These next two problems are very similar to the “consecutive ones” problems we’ve been looking at lately.
The problem: Consecutive Block Minimization. This is problem SR17 in the appendix.
The description: Given an m x n matrix A consisting of 0’s and 1’s and a positive integer K, can we permute the columns of A so that the permuted matrix (B) has K or less blocks of consecutive 1’s. G&J define a “block” as an entry bij =1 where bi,j+1 = 0 or j = n. So a “block” is one-dimensional, going across a row.
Example: Here’s a matrix:
Right now, this has 9 blocks (3 on the first row, 2 on the second and fifth, 1 on the third and fourth).
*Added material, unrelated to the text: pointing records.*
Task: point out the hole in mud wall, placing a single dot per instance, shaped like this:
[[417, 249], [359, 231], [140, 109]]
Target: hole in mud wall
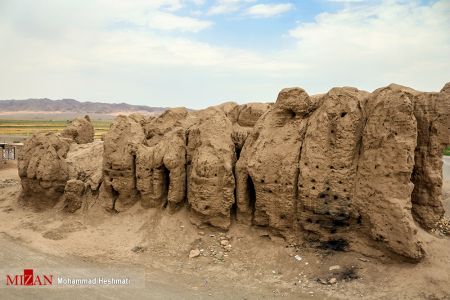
[[251, 195], [335, 244], [133, 171], [165, 184], [238, 152], [115, 195], [291, 113]]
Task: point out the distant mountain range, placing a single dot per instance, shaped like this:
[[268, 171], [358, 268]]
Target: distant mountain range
[[73, 106]]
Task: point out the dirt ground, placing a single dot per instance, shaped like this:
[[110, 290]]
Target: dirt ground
[[255, 266]]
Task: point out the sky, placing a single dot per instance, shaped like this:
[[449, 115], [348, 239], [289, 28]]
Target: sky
[[197, 53]]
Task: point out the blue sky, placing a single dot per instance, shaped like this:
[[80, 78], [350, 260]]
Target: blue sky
[[197, 53]]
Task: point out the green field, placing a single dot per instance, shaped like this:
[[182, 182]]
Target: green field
[[24, 128]]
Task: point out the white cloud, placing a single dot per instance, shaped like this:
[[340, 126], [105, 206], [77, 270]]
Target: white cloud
[[268, 10], [110, 50], [227, 6], [168, 21], [372, 45]]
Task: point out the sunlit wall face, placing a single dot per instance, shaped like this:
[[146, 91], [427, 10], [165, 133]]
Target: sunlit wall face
[[197, 53]]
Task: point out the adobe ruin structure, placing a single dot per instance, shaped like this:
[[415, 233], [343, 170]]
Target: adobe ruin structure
[[346, 170]]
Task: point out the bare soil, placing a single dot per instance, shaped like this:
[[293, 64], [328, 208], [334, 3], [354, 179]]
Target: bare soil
[[258, 265]]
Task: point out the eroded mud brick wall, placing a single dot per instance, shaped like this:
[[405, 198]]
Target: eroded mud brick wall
[[345, 170]]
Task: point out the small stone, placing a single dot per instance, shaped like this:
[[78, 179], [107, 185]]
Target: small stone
[[138, 249], [194, 253], [363, 259]]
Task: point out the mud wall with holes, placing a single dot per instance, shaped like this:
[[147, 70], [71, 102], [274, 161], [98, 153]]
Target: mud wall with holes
[[343, 170]]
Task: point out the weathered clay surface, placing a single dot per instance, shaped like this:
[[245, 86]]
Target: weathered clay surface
[[73, 193], [80, 131], [210, 161], [328, 165], [43, 169], [342, 170], [386, 162], [119, 159], [161, 160], [432, 112], [268, 164]]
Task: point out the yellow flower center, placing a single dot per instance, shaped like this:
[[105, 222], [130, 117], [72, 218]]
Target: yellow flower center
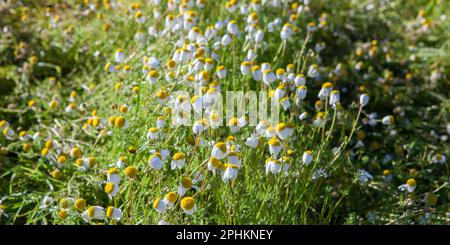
[[411, 182], [109, 211], [187, 203], [109, 187], [131, 171], [274, 141], [119, 122], [186, 183], [172, 197], [80, 204], [179, 156]]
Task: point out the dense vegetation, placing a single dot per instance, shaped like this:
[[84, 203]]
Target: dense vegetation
[[89, 106]]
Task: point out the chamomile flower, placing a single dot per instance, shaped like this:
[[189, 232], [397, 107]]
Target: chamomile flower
[[275, 146], [111, 189], [307, 157], [113, 176], [120, 122], [313, 71], [363, 99], [221, 72], [119, 56], [131, 172], [388, 120], [409, 186], [170, 199], [155, 161], [268, 77], [114, 213], [153, 133], [8, 133], [235, 157], [285, 103], [245, 68], [214, 164], [325, 91], [252, 142], [270, 131], [94, 212], [273, 166], [188, 205], [303, 116], [286, 31], [299, 80], [364, 176], [159, 205], [229, 172], [257, 74], [334, 97], [178, 160], [185, 185], [284, 130], [438, 158], [219, 150], [301, 92]]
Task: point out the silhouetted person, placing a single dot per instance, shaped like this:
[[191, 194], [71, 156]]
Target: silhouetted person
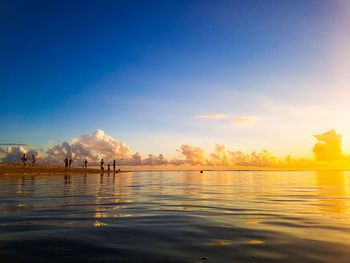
[[33, 160], [66, 162], [70, 162], [102, 165], [24, 159], [114, 166]]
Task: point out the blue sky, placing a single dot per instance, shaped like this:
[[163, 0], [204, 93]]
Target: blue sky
[[146, 71]]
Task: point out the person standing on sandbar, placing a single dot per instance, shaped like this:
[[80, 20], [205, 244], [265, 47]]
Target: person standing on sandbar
[[102, 165], [66, 162], [24, 159], [34, 160], [70, 162]]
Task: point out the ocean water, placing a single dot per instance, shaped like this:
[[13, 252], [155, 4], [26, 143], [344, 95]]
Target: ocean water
[[216, 216]]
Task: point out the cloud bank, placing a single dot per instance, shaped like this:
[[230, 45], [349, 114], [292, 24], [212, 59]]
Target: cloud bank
[[98, 145]]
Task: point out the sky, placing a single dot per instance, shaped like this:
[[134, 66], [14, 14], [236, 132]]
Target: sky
[[156, 75]]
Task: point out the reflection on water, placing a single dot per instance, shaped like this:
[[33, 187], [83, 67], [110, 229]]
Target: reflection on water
[[176, 217]]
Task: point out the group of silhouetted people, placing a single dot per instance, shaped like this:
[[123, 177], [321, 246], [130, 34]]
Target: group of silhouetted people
[[102, 165], [68, 163], [25, 159]]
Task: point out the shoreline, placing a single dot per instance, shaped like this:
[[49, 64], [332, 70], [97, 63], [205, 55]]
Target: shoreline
[[13, 169]]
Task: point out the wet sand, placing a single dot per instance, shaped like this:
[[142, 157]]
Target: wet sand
[[176, 217], [7, 169]]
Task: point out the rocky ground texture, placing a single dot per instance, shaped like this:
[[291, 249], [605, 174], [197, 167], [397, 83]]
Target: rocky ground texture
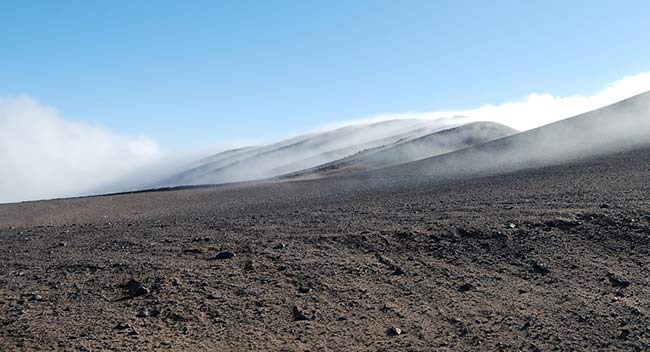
[[554, 258]]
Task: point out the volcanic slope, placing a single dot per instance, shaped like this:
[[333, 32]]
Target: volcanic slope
[[503, 262], [403, 151], [302, 152], [614, 128]]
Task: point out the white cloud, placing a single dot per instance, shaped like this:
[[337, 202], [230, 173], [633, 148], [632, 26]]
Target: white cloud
[[536, 109], [43, 155]]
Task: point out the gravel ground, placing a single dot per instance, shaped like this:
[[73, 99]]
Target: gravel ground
[[554, 258]]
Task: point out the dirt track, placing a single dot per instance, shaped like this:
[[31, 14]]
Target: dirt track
[[549, 259]]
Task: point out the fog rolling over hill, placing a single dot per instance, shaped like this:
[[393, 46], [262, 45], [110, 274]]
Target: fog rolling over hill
[[306, 151], [619, 127], [406, 150]]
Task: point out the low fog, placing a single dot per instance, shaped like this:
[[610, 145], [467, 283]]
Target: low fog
[[617, 128], [45, 155]]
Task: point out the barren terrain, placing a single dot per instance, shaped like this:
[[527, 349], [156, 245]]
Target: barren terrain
[[553, 258]]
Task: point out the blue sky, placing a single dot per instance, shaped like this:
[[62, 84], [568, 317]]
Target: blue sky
[[191, 73]]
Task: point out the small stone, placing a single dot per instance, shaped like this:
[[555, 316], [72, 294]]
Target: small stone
[[35, 297], [618, 280], [465, 287], [541, 267], [299, 314], [394, 331], [140, 291], [224, 255], [122, 326]]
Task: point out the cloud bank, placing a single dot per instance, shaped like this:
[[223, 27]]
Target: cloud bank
[[44, 156], [534, 110]]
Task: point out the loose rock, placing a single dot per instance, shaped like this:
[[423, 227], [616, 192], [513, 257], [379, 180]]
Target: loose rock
[[465, 287], [223, 255], [541, 267], [618, 280], [394, 331]]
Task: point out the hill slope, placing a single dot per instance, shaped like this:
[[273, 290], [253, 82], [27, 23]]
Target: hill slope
[[407, 150]]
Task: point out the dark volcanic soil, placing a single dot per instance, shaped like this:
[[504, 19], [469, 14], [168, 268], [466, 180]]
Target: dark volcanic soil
[[550, 259]]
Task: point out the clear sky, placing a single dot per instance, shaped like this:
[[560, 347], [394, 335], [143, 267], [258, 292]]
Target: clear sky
[[191, 73]]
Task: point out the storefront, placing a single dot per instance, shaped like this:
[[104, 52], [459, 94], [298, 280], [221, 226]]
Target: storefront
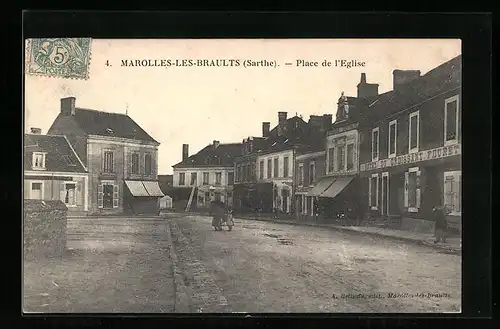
[[411, 185], [141, 197]]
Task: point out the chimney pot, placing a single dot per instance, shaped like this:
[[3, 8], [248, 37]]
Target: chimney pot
[[363, 78], [185, 151], [401, 77], [36, 131], [68, 106], [266, 127]]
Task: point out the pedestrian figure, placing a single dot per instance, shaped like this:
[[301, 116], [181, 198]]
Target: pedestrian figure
[[440, 224]]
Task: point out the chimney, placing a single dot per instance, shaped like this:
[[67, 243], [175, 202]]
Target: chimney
[[366, 89], [281, 122], [185, 151], [401, 77], [68, 106], [265, 128], [36, 131], [327, 121]]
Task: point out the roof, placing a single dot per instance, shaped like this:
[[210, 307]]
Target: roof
[[443, 78], [101, 123], [210, 156], [60, 156]]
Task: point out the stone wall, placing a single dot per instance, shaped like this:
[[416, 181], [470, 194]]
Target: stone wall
[[45, 225]]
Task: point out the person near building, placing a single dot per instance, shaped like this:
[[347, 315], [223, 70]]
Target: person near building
[[440, 224]]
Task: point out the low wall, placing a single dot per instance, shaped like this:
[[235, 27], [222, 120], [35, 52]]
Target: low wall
[[45, 225]]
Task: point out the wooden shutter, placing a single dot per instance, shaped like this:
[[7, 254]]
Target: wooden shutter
[[406, 189], [418, 190], [62, 192], [99, 196], [370, 192], [115, 196], [78, 194]]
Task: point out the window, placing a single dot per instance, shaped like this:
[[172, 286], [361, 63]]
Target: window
[[451, 120], [375, 144], [414, 132], [36, 191], [69, 194], [148, 164], [412, 189], [182, 178], [341, 158], [350, 156], [38, 160], [107, 195], [108, 162], [301, 174], [373, 192], [392, 138], [285, 167], [68, 161], [453, 191], [312, 172], [331, 153], [135, 163]]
But we can permute the columns to get:
..for a total of 6 blocks.
Reduction: The paper by Kou has several reductions in it, we’ll be using this paper next week too. This problem is “Problem 3” in the paper. The problem uses Hamiltonian Path, but with costs for edges, so it’s really more like “Traveling Salesman on Paths”. His “Problem 2” takes an instance of regular Hamiltonian Path and shows that this “Traveling Salesman on Paths” problem is NP-Complete on “cost graphs”.
Kou defines a “cost graph” of a matrix as a complete graph that has one vertex for each row and an edge cost of edge (i,j) as the number of columns in A that have a 1 in row i and a 0 in row j. He proves in the paper that a Hamiltonian Path on the cost graph has cost k iff there are k+c blocks of 1’s in the matrix, where c is the number of 1’s in the last row in the matrix.
So, the full reduction takes an instance of HP, creates an incidence matrix (as we defined in the Consecutive Ones Matrix Augmentation problem), builds a cost graph of that, and uses that cost graph as the input to the Consecutive Block minimization problem.
Difficulty: 7. The cost graph construction is pretty hard to grasp, and you need to prove some extra lemmas along the way to show that the transformation works.